Analysis of high-throughput materials data by means of computation and simulation
XiaoGang Lu
1School of Materials Science and Engineering, Shanghai University, Shanghai, China
2Materials genome institute, Shanghai University, Shanghai, China
EXTENDED ABSTRACT: High-throughput data refer to high-throughput experimental and computational data. Combinatorial material chip and diffusion multiple are two representative high-throughput experimental techniques to produce a large quantity of materials data. On the other hand, high-throughput computation, based on physical theories and high-performance computer clusters, is able to obtain data that may be difficult from experiments. In order to boost materials design and development, high-throughput data need to be analyzed by means of computation and simulation.
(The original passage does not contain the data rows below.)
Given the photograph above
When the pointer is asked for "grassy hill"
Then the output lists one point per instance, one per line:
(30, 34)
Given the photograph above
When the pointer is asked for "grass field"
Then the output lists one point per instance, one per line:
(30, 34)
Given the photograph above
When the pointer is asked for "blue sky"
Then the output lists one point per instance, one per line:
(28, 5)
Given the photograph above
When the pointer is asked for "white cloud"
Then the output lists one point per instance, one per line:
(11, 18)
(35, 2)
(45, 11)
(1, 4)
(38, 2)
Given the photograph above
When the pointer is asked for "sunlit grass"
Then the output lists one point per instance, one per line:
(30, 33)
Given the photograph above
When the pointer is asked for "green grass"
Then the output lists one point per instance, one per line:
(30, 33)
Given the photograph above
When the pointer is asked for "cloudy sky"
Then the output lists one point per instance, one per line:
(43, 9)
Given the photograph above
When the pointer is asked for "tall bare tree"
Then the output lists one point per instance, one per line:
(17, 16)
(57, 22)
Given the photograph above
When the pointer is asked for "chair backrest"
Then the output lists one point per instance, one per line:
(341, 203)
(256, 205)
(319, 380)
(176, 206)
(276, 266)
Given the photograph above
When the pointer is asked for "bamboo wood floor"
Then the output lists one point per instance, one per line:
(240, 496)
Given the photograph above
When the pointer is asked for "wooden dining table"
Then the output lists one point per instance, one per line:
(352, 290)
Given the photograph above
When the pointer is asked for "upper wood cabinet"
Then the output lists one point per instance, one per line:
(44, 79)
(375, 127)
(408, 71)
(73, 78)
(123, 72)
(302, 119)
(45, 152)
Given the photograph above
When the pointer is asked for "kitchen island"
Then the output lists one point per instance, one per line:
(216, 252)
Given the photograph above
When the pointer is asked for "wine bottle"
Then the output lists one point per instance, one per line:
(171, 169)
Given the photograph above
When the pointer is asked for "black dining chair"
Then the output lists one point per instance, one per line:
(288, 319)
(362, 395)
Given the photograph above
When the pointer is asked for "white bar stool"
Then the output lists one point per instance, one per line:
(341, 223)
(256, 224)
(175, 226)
A case study is the analysis of diffusion data. Traditionally diffusion coefficients or atomic mobilities are extracted from composition variations measured by diffusion couple experiments, which is considered as one dimensional (1D) method. However, one more step to assemble a diffusion triple produces two-dimensional (2D) composition distributions, which are not adopted to study diffusion data. In the present work, we have developed an efficient numerical inverse approach to directly evaluate composition-dependent atomic mobilities and full matrix of interdiffusivities based on a novel 2D diffusion simulation scheme by analyzing only one or two
diffusion triple over a wide composition range.
Professor Xiao-Gang Lu received his master degree in materials science from Central South University in China in 1995. Since 1999, he studied in Prof. Bo Sundman’s group in the Royal Institute of Technology (KTH), Sweden and received the PhD degree in computational thermodynamics in 2005. He then joined the Thermo-Calc Company in Stockholm and worked for 5 years before he moved to Shanghai, China. He is now a full professor in the school of materials science and engineering in Shanghai University. His research interests are computational thermodynamics and computational kinetics including diffusion controlled phase transformations and precipitation simulation, modeling of thermodynamic and thermo-physical properties at ambient and high pressures. Currently he is involved in several projects aiming to establish thermodynamic, diffusion mobility and physical property databases for steel and Ni-Co-base alloy. He is also dedicated to integrated multi-scale computations and the materials genome projects in China.